NED AND I SPEND WEEKENDS
rearranging wall-hangings, trying to fill the empty space. For the past decade we'd both
lived in apartments and now don't know what to do in a home with five closets, much less a
basement. Shortly after we moved in I read an article in the Star Tribune variety section
about Feng Shui consultants, how they come into your house to distribute the energy flow,
warn you to keep the toilet seat down for fear something useful will float away. Ned and
I've been together for over four years, and I know he will scoff at this idea.
Mr Jensen, the previous owner, a thick old man dressed always in white t-shirts and a
camouflage hat, keeps driving past our house. We recognize him from pictures left on the
walls during our first walk-through, the old Plymouth from being parked in the garage. He
stops occasionally and stares at the house. Ned and I stay in the kitchen, hovering by the
window, trying to figure out what he could possibly want. "He can't let go" is Ned's theory.

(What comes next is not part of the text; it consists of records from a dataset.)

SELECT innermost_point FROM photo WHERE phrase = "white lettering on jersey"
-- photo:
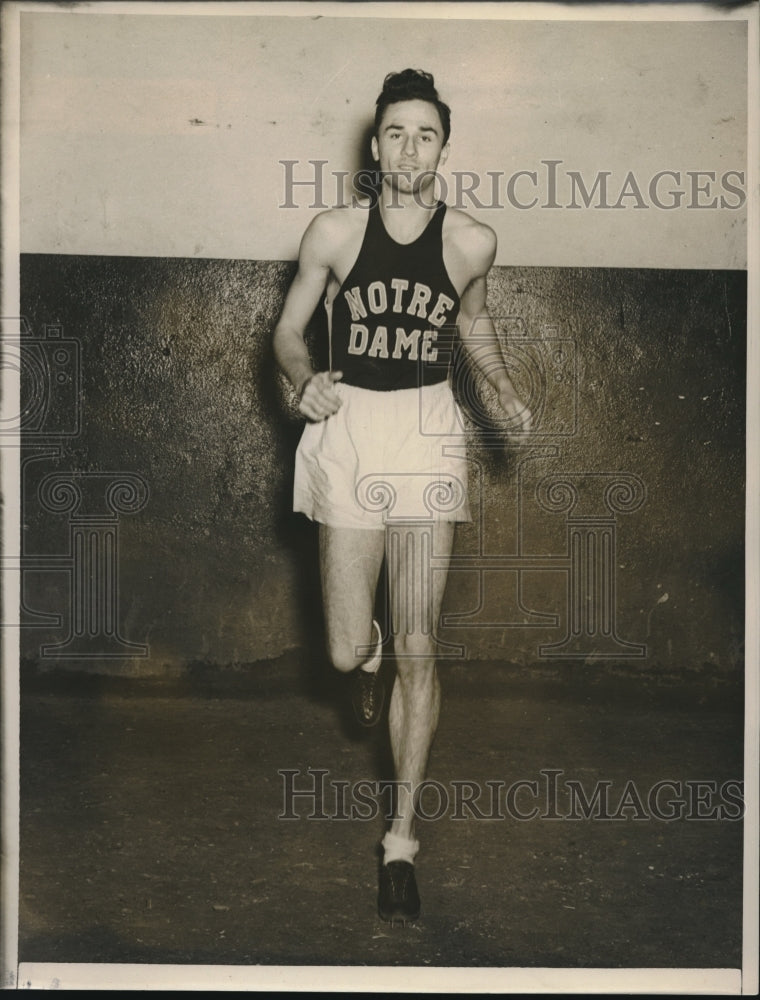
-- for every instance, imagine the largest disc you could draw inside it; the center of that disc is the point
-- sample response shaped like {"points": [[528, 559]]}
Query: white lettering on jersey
{"points": [[379, 347], [359, 338], [407, 342], [355, 304], [378, 300], [429, 353], [399, 285]]}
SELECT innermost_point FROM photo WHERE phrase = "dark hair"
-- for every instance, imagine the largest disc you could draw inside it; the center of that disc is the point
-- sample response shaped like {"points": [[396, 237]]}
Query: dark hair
{"points": [[412, 85]]}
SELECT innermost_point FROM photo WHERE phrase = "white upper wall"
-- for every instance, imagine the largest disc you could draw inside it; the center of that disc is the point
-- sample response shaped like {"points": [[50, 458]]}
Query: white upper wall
{"points": [[162, 135]]}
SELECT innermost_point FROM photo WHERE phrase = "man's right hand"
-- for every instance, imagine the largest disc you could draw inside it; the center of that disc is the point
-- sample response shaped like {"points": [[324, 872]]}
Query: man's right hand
{"points": [[318, 398]]}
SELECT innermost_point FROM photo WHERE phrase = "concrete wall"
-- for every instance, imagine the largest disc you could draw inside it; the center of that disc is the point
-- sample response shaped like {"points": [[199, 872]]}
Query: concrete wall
{"points": [[162, 134], [178, 387]]}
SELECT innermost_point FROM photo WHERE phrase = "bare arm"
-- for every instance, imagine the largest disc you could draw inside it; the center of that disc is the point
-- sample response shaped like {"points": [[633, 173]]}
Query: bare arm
{"points": [[478, 335], [317, 398]]}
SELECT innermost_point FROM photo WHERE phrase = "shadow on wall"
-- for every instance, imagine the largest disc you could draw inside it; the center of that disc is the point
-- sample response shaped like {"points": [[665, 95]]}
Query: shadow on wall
{"points": [[615, 530]]}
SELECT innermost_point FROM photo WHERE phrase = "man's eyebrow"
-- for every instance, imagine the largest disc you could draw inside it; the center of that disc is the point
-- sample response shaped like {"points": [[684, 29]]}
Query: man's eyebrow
{"points": [[397, 128]]}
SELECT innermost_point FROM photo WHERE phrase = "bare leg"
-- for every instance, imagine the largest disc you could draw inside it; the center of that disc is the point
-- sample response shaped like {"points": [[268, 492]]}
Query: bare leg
{"points": [[416, 597], [350, 561]]}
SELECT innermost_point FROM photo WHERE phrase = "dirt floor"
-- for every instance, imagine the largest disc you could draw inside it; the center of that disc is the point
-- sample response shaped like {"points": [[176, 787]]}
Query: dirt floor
{"points": [[151, 829]]}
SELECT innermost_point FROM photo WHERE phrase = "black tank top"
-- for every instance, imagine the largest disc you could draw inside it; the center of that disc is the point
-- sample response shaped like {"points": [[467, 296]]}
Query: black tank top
{"points": [[392, 320]]}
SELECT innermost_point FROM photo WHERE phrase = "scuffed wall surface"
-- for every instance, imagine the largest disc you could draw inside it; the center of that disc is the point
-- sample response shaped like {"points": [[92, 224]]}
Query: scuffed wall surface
{"points": [[178, 386]]}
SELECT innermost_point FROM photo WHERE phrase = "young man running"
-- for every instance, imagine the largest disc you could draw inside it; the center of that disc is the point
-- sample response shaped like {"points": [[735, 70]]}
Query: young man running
{"points": [[381, 464]]}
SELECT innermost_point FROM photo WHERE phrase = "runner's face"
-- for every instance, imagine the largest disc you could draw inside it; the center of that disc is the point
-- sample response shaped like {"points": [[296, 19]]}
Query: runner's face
{"points": [[409, 145]]}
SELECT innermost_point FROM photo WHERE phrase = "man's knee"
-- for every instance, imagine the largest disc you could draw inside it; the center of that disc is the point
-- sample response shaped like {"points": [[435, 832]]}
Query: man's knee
{"points": [[416, 648]]}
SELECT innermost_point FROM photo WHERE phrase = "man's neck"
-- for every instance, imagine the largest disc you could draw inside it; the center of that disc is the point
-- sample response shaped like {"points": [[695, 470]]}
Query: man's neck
{"points": [[406, 215]]}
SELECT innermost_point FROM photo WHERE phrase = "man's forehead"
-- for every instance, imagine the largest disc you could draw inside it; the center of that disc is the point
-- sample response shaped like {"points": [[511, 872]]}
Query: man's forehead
{"points": [[415, 112]]}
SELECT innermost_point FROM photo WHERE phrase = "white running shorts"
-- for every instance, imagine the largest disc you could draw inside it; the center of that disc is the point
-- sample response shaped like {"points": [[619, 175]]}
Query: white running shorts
{"points": [[384, 456]]}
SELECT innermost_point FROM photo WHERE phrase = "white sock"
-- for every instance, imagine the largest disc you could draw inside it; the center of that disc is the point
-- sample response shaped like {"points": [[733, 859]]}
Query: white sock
{"points": [[399, 848], [372, 665]]}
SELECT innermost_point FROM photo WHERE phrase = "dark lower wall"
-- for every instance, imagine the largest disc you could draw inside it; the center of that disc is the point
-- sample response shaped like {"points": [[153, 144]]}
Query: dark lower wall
{"points": [[636, 377]]}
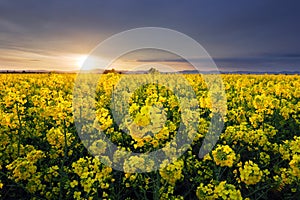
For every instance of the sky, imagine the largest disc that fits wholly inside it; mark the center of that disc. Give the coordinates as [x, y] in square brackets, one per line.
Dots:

Mr Arbuck, our Realtor, told us that Mrs. Jensen died eight months before the house was
foreclosed by the bank. With a hankie tucked to his angled nose he whispered in our direction,
We meet Mr Jensen one Saturday afternoon when he catches us doing yard work in the garden.
He parks the car across the street and continues to watch, making us uncomfortable, like
we've been apprehended playing dress up, smoking our parents' cigarettes. Ned looks at me
and shrugs before crossing the street with a glass of iced tea.
"I lived here," is all he says, taking the tea from Ned. Something in the way he pronounces it,
with an air of finality, it's almost as if he still does.
"Would you like to come in?" I hear Ned ask.
He looks back at Ned from under the hat. "No," he says, and puts the car in gear. He drives
off with our glass, missing Ned's foot by inches.